08 abril 2019

Resenha #114 - Os Últimos Dias


Essa é uma história triste, porém repleta de amor e aprendizado. Eu amo histórias assim. 

Rachel é uma adolescente diagnosticada com leucemia, que não consegue ver muitas coisas boas na vida. Já Gabriel é um garotinho, que também tem leucemia, porém ao contrário de Rachel ele é muito alegre e aproveita avidamente seus dias. 

Ao se encontrarem no hospital, eles acabam se tornando amigos inseparáveis e Gabriel consegue mostrar a Rachel o lado bom da vida, a beleza de aproveitar o hoje apesar de todas as coisas ruins. 

"Não sabia que tinha tanta facilidade em amar as pessoas."

Eles assistem desenhos, colecionam pôr do sol, passeiam pelo hospital e aprontam bastante. É lindo ver o relacionamento dos dois, ver como conseguem superar as adversidades do dia a dia e seguir em frente. 
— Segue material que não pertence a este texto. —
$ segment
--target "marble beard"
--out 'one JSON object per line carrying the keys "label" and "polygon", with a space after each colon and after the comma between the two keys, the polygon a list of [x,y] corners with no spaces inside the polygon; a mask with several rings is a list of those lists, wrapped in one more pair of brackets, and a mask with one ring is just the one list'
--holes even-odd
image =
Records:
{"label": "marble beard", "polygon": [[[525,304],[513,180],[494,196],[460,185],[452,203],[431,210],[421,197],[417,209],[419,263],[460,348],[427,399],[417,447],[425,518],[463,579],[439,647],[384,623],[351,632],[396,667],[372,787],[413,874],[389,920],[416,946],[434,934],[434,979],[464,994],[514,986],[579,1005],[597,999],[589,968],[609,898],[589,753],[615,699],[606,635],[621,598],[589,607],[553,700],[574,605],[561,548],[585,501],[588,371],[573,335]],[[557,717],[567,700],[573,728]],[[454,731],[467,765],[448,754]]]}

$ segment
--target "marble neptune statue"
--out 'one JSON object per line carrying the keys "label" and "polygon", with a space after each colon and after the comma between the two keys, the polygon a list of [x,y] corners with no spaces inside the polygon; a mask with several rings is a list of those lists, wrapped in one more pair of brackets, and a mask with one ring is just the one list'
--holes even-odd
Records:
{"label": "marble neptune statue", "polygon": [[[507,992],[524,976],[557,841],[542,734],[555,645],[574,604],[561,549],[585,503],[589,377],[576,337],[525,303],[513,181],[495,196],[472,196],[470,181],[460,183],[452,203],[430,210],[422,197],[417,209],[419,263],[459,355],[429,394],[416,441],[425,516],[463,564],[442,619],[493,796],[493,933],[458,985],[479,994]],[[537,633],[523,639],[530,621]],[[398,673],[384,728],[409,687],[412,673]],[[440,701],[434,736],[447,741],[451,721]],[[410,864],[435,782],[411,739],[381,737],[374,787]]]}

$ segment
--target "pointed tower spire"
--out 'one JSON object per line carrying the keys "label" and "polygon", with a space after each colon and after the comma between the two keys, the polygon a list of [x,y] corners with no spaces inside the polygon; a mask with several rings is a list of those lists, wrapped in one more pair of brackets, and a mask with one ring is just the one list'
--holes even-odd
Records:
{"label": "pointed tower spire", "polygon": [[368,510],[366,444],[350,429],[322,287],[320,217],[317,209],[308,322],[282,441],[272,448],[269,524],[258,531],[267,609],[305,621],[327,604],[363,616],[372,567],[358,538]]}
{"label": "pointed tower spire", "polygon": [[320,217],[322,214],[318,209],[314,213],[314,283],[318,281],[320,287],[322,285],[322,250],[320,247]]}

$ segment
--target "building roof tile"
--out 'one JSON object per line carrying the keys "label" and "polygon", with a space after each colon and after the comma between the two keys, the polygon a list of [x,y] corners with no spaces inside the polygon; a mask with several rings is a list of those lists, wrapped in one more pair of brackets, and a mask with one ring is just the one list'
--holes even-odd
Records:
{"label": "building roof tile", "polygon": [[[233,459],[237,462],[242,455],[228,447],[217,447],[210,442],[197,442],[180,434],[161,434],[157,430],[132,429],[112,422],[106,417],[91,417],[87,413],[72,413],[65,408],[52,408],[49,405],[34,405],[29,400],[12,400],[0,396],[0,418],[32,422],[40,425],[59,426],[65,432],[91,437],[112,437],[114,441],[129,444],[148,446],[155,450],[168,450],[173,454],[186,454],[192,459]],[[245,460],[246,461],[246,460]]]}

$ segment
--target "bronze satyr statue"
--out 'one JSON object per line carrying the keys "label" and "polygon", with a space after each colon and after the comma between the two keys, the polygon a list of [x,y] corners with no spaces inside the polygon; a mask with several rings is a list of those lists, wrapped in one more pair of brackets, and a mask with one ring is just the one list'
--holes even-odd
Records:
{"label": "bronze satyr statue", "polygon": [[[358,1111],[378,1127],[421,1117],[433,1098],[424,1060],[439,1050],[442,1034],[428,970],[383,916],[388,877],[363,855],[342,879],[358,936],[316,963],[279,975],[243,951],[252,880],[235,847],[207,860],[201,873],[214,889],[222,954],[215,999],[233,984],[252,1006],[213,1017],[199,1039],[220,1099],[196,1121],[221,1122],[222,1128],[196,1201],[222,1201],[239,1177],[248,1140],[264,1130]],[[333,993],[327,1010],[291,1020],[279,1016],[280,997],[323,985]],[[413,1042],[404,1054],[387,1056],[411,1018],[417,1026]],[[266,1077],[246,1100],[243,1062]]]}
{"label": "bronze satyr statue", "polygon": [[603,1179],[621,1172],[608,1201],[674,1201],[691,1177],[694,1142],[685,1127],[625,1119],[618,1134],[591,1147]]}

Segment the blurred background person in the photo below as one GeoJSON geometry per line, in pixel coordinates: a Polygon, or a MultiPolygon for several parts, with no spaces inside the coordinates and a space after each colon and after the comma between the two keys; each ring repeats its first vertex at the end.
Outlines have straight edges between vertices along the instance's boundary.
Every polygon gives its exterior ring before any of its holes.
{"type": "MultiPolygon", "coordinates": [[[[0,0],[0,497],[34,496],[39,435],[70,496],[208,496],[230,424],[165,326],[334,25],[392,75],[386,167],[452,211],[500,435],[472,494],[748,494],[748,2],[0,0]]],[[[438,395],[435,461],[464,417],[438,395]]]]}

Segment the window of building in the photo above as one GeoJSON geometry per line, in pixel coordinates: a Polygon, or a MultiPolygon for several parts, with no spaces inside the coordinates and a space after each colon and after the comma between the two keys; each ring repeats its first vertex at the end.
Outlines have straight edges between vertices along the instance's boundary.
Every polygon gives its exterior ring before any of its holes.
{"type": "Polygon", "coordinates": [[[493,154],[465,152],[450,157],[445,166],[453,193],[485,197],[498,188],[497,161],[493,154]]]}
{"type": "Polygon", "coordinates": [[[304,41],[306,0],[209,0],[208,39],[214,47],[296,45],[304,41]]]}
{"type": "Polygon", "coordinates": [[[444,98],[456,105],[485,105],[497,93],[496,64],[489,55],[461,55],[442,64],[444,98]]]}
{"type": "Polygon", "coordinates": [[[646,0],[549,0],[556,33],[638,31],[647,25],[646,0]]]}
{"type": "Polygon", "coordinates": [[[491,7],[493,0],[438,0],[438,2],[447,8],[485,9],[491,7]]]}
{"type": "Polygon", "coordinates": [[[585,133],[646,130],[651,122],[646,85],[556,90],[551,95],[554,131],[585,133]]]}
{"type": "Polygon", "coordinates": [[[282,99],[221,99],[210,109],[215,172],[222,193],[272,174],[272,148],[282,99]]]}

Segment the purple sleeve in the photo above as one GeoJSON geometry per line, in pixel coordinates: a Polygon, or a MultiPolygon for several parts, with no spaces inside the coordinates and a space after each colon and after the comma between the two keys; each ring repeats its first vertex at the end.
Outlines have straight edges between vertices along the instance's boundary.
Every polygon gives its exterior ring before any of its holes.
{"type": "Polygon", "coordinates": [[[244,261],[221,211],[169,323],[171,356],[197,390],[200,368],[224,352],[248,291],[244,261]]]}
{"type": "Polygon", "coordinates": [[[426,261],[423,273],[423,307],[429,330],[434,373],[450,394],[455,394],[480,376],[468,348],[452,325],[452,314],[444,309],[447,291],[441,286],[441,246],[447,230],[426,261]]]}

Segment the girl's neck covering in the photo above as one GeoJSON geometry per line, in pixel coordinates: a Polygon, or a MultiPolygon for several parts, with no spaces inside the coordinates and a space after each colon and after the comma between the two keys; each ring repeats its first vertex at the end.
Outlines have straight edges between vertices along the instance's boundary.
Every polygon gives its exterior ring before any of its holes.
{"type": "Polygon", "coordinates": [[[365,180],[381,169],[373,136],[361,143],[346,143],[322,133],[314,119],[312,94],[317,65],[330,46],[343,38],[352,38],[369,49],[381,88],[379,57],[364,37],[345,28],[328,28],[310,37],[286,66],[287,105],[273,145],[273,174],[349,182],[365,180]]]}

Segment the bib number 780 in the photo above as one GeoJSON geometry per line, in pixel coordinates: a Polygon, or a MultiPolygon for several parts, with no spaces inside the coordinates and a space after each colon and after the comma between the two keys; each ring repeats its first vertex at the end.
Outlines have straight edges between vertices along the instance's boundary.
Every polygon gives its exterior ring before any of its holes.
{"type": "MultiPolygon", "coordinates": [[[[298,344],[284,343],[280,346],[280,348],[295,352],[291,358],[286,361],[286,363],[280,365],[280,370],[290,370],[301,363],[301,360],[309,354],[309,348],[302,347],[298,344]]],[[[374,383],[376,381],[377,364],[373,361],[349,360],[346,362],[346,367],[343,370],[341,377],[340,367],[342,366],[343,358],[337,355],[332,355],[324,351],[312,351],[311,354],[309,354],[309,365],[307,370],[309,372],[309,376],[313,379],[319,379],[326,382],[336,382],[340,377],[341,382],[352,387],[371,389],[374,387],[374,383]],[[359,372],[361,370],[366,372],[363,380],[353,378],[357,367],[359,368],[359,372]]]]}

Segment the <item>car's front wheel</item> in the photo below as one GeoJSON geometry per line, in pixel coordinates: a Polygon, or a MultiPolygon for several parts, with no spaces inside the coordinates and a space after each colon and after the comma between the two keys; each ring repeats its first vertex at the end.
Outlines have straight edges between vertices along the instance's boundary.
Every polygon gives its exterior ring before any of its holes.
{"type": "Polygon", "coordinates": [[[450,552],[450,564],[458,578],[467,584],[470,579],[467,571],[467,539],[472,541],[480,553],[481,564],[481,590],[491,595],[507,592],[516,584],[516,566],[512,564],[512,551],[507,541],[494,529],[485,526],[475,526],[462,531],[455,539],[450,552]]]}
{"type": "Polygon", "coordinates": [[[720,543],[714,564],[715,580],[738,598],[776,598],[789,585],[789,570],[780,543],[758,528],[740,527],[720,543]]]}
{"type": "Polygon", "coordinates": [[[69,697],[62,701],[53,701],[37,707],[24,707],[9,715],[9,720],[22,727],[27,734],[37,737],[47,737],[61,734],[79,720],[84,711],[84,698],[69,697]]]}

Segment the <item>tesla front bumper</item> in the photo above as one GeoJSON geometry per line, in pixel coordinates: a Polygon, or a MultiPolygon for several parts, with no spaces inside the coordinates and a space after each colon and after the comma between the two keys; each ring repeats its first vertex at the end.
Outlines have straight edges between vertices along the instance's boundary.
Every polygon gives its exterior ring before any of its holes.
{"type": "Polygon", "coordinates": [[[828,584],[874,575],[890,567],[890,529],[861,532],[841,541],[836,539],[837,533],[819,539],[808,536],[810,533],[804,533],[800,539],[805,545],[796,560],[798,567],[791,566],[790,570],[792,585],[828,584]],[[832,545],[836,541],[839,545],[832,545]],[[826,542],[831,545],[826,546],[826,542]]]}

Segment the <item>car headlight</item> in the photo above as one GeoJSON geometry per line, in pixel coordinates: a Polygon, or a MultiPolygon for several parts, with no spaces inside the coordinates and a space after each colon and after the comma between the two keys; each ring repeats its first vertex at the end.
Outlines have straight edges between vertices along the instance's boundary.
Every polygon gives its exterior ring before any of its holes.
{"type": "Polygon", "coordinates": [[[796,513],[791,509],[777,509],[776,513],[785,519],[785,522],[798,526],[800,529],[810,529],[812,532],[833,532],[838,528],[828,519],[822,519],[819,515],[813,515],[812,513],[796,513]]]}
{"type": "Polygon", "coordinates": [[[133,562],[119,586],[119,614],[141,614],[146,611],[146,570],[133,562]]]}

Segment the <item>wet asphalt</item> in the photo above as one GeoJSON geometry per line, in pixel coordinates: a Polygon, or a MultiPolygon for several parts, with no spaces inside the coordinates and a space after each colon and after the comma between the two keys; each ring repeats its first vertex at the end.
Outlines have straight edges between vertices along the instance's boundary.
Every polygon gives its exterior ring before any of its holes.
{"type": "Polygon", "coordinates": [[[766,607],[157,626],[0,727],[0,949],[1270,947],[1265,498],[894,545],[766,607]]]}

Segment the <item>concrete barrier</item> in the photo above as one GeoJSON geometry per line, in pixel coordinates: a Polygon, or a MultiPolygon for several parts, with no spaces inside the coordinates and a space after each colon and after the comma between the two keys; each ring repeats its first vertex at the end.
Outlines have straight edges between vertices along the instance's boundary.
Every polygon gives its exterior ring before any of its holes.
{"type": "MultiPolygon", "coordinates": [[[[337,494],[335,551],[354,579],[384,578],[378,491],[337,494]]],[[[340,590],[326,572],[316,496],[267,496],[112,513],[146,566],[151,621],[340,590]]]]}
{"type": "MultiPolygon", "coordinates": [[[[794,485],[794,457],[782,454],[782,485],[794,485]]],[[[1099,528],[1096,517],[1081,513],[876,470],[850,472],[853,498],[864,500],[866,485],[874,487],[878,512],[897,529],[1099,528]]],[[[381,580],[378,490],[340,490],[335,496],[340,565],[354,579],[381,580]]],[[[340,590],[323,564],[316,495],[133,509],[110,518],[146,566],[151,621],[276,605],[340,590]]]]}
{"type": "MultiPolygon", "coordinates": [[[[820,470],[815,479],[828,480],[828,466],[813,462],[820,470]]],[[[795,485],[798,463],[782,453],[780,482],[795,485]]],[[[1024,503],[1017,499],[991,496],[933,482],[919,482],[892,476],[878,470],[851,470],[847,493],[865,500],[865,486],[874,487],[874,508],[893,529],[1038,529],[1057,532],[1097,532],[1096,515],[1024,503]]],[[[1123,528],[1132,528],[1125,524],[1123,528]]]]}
"Acho que a parte mais complicada de ser humana é conseguir lidar com esse turbilhão de emoções, mas são elas que nos mantêm vivos."

A leitura é muito fluída e como o livro é curto, rapidamente é possível terminar de ler. A gente acaba o livro com um sentimento de "cara, eu tenho que dar valor a minha vida, ao presente, aos meus sonhos". 

A lição dessa história preenche nosso coração, assim como as lágrimas enchem nossos olhos nas páginas finais do livro. 


"Em todos os relacionamentos existem os momentos de felicidade e tristeza; saber lidar com ambos é uma tarefa árdua. Mas, com certeza, vale a pena."

FICHA TÉCNICA  

Nota do crítico: ★★★★☆♡
Título: Os Últimos Dias
Série: ------
Volume: Único
Gênero: Drama / Ficção 
Autor/Organização: Bela Dias 
Editora: Talentos da Literatura Brasileira
Selo: ------
Páginas: 128
Ano: 2016 
Sinopse: O tempo é algo subjetivo. Ele pode ser infinito para alguns e efêmero para outros. No entanto, uma coisa é certa: todos nós temos nosso tempo. E o de Raquel e Gabriel está acabando, pois ambos foram diagnosticados com leucemia. Ela tem 16 anos e ele, 6. Apesar da diferença de idade, ao se conhecerem no hospital, os dois rapidamente se tornam melhores amigos. Juntos, descobrem como aproveitar seus últimos dias, em meio a tantos tratamentos, remédios, dores, exames e olhares piedosos, tornando a dura e triste rotina do hospital um pouco mais divertida. Seja com uma coleção de pores do sol, observando formatos de nuvens, assistindo a desenhos infantis ou lendo O Pequeno Príncipe , mas, principalmente, acreditando que em todo fim existe um novo começo.